Alpern declined to give the names of the three other companies where investors submitted shareholder proposals or of the companies that received the letter, citing ongoing discussions.
Discussions with companies have been mixed, Alpern said. Investors have found that many companies provide health insurance coverage of abortion services for employees without exception, but coverage of contraception is varied. Companies also have a deeply entrenched belief that they’re neutral and not involved in political debates on abortion, investors say.
Alpern said lobbying and political contributions that ultimately fund candidates or groups backing abortion restrictions do implicate companies.
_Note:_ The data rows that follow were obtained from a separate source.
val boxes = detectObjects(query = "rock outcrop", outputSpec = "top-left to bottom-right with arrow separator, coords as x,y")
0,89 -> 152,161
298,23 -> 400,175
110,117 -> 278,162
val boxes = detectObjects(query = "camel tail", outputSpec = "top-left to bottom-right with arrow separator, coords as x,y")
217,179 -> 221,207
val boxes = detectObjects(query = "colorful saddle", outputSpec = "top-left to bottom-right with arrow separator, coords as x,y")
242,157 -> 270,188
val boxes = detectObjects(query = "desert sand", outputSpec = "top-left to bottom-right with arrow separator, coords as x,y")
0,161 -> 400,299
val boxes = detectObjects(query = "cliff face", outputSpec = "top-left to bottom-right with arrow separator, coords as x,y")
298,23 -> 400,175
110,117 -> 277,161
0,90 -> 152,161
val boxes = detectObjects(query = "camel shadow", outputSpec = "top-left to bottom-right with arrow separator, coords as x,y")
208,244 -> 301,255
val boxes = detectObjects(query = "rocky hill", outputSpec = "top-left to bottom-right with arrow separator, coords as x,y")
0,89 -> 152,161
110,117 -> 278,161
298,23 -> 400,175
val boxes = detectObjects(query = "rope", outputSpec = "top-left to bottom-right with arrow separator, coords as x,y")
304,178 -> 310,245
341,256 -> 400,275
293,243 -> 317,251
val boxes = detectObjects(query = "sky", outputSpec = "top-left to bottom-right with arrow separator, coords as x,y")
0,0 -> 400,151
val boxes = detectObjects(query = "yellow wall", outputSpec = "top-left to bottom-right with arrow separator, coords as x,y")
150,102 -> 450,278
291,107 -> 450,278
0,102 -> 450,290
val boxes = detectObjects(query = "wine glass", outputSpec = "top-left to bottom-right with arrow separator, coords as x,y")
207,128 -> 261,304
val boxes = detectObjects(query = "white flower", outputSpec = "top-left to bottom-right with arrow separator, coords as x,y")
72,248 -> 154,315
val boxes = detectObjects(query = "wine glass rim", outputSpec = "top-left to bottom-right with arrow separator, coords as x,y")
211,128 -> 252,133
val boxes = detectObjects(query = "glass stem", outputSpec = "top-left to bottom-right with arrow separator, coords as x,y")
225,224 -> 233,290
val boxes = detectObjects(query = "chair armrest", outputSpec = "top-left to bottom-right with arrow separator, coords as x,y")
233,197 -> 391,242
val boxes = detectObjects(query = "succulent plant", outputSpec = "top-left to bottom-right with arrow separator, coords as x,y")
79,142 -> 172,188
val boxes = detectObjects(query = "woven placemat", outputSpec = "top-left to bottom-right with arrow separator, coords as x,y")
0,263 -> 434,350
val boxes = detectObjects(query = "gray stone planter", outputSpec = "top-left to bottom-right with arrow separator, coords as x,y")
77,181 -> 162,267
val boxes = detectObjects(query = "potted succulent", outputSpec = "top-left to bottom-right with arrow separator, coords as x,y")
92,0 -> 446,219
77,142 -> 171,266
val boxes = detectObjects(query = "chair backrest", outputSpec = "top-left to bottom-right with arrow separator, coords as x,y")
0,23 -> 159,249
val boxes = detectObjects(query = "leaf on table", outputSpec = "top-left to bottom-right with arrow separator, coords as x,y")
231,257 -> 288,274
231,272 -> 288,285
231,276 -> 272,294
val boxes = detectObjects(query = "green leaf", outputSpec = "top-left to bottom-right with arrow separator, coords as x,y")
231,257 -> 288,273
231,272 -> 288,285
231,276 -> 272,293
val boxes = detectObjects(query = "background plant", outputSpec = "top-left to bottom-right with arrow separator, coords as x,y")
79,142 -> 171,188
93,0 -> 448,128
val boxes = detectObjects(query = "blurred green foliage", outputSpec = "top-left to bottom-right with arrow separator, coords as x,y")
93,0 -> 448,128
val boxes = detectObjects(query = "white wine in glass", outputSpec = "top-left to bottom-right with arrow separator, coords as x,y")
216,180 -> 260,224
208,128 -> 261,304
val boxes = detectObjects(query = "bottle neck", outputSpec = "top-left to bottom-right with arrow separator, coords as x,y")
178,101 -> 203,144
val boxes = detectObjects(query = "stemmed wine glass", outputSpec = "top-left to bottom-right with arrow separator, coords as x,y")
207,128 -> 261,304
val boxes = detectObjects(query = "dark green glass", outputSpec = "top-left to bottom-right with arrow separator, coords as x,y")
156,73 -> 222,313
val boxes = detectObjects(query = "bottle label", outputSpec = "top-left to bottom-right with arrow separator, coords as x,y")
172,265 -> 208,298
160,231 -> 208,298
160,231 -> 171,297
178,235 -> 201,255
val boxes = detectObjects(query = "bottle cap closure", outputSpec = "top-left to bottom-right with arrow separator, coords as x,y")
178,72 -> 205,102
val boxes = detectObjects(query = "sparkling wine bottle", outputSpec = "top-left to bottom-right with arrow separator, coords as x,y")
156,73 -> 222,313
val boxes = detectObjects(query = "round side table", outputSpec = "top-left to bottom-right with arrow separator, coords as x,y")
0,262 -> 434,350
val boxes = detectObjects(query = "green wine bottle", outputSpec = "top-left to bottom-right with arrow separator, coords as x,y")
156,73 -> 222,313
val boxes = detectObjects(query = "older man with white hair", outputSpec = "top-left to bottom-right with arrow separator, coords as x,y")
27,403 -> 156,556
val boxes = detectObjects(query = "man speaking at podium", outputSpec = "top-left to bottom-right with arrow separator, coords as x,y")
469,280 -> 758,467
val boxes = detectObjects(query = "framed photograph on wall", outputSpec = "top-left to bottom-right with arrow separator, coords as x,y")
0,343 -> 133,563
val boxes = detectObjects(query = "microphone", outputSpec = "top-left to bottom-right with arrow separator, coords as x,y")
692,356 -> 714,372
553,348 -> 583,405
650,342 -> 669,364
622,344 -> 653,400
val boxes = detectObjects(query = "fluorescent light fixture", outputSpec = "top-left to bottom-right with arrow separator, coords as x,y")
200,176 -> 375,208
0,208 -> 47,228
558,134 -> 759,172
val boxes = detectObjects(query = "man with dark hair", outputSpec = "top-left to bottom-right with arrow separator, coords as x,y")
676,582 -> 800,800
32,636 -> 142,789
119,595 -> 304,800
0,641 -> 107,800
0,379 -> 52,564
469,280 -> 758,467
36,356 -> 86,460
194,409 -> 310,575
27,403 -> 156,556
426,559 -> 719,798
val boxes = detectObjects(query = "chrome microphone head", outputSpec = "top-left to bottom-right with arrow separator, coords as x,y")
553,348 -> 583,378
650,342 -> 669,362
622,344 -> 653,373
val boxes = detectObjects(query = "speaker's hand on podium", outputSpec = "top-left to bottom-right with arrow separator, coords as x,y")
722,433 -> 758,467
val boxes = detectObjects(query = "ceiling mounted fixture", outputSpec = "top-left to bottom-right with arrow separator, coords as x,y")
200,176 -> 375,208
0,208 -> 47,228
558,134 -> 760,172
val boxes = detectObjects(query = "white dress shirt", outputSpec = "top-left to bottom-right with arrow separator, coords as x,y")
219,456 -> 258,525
Meanwhile, some companies have addressed abortion issues publicly. In June, 187 companies — including Bloomberg LP, founded by Democratic presidential candidate Michael Bloomberg — ran a New York Times ad saying restrictions on abortion and reproductive health care would be bad for business and corporate diversity efforts.
Risk to companies
Until now, abortion hasn’t been a topic of shareholder proposals. A text search of SEC filings found five proposals on proxy ballots in the past four years that mentioned abortion directly, all questioning charitable contributions to Planned Parenthood.
Lawmakers and not corporate boards should be addressing social concerns such as abortion rights, said Charles Elson, director of the University of Delaware’s John L. Weinberg Center for Corporate Governance.
Proposals related to current political debates such as gun policies at manufacturers or the opioid crisis at drug companies have won backing from shareholders because they relate to a company’s primary business, he said, adding that requests related to abortion would not.
“No matter what the company does, a good chunk of the shareholders are going to object,” Elson said. “That’s why the company shouldn’t be doing it — or [should be] staying out of it.”
Investors involved with the latest letter and shareholder proposals compare their effort to campaigns in the 1990s to get companies to put in place protections for LGBT employees, which ultimately aligned with greater acceptance of the LGBT community in the U.S.
Pearce said neutrality is no longer an option for companies.
“They risk losing one way or another — you’re going to risk losing customers, you’re going to risk losing employees,” Trillium’s Pearce said. “So it’s kind of like companies almost have to take a stance, and just trying to be neutral is something that you can’t really do.”